HMN 2025: How AI-powered microscope predicts and tracks protein aggregation linked to mind ailments

Smart microscope captures aggregation of misfolded proteins
Thematic illustration of sensible microscopy for detecting protein aggregation. Credit: 2025 EPFL/Alexey Chizhik

The accumulation of misfolded proteins within the mind is central to the development of neurodegenerative ailments like Huntington’s, Alzheimer’s and Parkinson’s. But to the human eye, proteins which might be destined to kind dangerous aggregates do not look any completely different than regular proteins.

The formation of such aggregates additionally tends to occur randomly and comparatively quickly—on the dimensions of minutes. The means to determine and characterize protein aggregates is important for understanding and combating neurodegenerative ailments.

Now, utilizing deep studying, EPFL researchers have developed a ‘self-driving’ imaging system that leverages a number of microscopy strategies to trace and analyze protein aggregation in actual time—and even anticipate it earlier than it begins. In addition to maximizing imaging effectivity, the strategy minimizes using fluorescent labels, which might alter the biophysical properties of cell samples and impede correct evaluation.

“This is the primary time we’ve been capable of precisely foresee the formation of those protein aggregates,” says current EPFL Ph.D. graduate Khalid Ibrahim.

“Because their biomechanical properties are linked to ailments and the disruption of mobile perform, understanding how these properties evolve all through the aggregation course of will result in basic understanding important for creating options.”

Ibrahim has revealed this work in Nature Communications with Aleksandra Radenovic, head of the Laboratory of Nanoscale Biology within the School of Engineering, and Hilal Lashuel within the School of Life Sciences, in collaboration with Carlo Bevilacqua and Robert Prevedel on the European Molecular Biology Laboratory in Heidelberg, Germany.

The challenge is the results of a longstanding collaboration between the Lashuel and Radenovic labs that unites complementary experience in neurodegeneration and superior live-cell imaging applied sciences.

“This challenge was born out of a motivation to construct strategies that reveal new biophysical insights, and it’s thrilling to see how this imaginative and prescient has now borne fruit,” Radenovic says.

Witnessing the beginning of a protein mixture

In their first collaborative effort, led by Ibrahim, the staff developed a that was able to detect mature protein aggregates when offered with unlabeled photos of residing cells.

The new study builds on that work with a picture classification model of the algorithm that analyzes such photos in actual time: when this algorithm detects a mature protein mixture, it triggers a Brillouin microscope, which analyzes scattered gentle to characterize the aggregates’ biomechanical properties, like elasticity.

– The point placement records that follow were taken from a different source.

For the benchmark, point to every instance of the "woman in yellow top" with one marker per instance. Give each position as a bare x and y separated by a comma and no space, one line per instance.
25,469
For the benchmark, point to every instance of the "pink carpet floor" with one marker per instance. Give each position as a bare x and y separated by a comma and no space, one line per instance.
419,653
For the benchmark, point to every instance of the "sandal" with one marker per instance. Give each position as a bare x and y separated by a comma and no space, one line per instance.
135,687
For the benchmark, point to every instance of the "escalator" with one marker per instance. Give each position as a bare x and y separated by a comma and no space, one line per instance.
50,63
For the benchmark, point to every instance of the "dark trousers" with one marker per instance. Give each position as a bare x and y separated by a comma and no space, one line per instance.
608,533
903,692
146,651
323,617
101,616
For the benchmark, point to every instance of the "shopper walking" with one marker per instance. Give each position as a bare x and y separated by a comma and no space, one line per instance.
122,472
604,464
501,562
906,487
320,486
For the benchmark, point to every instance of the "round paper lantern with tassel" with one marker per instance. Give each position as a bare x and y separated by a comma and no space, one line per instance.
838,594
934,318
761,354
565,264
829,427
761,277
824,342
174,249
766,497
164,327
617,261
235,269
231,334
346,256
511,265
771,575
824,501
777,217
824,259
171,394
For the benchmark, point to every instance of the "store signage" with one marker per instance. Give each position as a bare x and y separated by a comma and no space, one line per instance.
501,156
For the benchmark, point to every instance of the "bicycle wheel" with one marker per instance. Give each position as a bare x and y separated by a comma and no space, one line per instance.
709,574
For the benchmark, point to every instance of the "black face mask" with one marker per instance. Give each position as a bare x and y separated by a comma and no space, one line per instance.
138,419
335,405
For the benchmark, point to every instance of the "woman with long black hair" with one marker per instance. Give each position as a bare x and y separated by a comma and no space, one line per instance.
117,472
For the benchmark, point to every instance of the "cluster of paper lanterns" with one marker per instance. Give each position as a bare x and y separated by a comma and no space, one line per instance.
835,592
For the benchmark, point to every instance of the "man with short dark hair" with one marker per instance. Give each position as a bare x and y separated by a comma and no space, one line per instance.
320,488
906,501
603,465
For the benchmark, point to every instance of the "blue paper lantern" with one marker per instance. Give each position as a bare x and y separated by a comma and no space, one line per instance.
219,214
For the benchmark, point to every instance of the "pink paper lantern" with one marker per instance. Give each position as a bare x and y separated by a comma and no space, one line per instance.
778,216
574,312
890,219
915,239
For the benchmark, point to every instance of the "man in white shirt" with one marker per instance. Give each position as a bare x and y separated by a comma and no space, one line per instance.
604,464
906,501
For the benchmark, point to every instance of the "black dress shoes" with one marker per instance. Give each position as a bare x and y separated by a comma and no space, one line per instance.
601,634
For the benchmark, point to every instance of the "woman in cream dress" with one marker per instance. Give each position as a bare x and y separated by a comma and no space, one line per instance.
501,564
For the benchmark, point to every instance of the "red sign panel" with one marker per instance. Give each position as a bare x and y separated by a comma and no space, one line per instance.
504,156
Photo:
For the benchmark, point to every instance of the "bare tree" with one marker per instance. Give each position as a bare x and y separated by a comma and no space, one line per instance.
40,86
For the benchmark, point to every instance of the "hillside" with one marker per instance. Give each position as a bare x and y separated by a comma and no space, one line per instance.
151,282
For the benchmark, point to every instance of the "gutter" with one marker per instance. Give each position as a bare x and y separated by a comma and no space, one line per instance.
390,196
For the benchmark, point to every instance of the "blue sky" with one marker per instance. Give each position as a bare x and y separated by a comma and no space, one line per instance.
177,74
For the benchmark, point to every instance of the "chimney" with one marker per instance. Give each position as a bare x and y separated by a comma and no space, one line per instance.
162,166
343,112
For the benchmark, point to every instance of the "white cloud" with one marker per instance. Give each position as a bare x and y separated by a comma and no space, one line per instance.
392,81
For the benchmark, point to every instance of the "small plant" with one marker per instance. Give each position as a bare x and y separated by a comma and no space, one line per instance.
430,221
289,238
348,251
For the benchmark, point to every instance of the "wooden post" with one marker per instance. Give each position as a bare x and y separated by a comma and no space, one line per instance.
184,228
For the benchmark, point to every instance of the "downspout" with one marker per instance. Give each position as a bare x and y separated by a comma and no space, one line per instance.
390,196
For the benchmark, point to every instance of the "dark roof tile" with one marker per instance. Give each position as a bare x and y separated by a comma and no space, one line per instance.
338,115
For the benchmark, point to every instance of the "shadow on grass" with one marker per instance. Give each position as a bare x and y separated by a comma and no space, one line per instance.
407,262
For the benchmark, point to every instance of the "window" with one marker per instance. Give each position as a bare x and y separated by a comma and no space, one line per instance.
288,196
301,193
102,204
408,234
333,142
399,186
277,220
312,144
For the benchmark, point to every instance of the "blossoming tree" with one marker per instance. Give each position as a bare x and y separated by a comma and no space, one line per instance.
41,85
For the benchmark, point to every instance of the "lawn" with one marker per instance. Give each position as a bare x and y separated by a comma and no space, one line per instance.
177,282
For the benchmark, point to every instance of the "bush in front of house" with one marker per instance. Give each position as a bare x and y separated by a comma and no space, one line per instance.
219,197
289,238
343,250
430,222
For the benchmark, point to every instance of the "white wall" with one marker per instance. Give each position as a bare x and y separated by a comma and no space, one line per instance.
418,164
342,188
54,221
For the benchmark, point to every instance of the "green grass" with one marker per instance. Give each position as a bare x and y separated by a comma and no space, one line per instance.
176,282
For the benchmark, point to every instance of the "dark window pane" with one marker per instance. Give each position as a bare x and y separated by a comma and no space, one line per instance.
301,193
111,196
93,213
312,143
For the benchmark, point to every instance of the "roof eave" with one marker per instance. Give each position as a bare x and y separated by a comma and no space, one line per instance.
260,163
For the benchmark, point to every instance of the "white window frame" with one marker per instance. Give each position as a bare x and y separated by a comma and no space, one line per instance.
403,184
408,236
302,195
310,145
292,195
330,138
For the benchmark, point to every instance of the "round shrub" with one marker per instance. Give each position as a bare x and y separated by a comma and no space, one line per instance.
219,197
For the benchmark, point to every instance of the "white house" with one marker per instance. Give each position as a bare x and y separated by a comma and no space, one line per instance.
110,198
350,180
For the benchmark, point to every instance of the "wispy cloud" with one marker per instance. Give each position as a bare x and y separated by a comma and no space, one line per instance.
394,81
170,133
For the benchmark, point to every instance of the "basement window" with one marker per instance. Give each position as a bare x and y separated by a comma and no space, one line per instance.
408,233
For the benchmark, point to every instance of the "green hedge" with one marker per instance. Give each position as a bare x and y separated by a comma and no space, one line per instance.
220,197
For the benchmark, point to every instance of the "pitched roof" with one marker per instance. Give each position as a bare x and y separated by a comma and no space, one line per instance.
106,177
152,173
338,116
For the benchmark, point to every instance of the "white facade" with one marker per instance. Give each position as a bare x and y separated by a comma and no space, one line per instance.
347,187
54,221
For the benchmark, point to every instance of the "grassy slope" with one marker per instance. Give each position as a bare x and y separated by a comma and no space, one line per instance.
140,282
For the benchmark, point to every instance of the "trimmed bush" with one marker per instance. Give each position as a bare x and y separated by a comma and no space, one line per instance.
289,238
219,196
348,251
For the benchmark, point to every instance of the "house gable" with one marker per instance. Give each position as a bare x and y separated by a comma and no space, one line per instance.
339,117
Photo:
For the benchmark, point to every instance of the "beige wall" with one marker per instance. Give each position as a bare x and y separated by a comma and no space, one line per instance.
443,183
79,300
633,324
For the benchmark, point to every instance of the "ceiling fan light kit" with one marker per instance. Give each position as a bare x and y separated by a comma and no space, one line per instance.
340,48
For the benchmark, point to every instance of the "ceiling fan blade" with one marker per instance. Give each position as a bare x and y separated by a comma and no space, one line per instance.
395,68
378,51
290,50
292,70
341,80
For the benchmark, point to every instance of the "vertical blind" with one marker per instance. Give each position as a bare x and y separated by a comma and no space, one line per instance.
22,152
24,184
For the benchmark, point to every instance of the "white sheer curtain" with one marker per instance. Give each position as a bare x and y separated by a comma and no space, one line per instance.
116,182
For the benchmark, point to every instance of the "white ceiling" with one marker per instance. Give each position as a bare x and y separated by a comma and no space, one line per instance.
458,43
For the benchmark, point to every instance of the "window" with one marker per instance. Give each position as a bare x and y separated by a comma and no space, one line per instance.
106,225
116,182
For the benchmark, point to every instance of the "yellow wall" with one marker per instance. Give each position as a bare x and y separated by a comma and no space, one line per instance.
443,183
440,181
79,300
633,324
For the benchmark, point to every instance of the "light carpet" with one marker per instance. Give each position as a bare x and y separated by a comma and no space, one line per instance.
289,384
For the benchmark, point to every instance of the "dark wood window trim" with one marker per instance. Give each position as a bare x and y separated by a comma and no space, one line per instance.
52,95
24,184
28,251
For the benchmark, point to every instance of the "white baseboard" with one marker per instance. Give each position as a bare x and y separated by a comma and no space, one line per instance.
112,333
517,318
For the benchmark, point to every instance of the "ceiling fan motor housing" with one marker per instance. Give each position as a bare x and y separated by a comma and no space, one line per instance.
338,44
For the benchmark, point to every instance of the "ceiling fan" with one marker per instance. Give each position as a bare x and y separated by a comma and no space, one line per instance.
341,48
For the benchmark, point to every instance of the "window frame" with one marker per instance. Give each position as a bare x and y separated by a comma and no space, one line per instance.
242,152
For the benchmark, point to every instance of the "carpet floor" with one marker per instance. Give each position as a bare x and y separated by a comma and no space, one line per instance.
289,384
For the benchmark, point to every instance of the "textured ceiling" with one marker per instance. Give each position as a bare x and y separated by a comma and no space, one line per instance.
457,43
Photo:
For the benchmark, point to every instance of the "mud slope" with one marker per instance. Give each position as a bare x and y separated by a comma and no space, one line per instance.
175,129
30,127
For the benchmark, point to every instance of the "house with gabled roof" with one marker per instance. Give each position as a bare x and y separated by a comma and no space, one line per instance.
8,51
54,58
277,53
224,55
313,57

Normally, the gradual imaging pace of a Brillouin microscope would make it a poor selection for learning quickly evolving protein aggregates. But because of the EPFL staff’s AI-driven strategy, the Brillouin microscope is just switched on when a protein mixture is detected, rushing up the whole course of whereas opening new avenues in sensible microscopy.

“This is the primary publication that exhibits the spectacular potential for self-driving programs to include label-free microscopy strategies, which ought to enable extra biologists to undertake quickly evolving sensible microscopy strategies,” Ibrahim says.

Because the picture classification algorithm solely targets mature protein aggregates, the researchers nonetheless wanted to go additional in the event that they wished to catch mixture formation within the act. For this, they developed a second deep studying algorithm and skilled it on fluorescently labeled photos of proteins in residing cells.

This “aggregation-onset” detection algorithm can differentiate between near-identical photos to appropriately determine when aggregation will happen with 91% accuracy. Once this onset is noticed, the self-driving system once more switches on Brillouin imaging to supply a never-before-seen window into protein aggregation. For the primary time, the biomechanics of this course of could be captured dynamically because it happens.

Lashuel emphasizes that along with advancing sensible microscopy, this work has vital implications for drug discovery and precision medication.

“Label-free imaging approaches create completely new methods to check and goal small aggregates referred to as poisonous oligomers, that are thought to play central causative roles in neurodegeneration,” he says.

“We are excited to construct on these achievements and pave the best way for drug improvement platforms that may speed up more practical therapies for neurodegenerative ailments.”

More data:
Self-Driving Microscopy Detects the Onset of Protein Aggregation and Enables Intelligent Brillouin Imaging, Nature Communications (2025).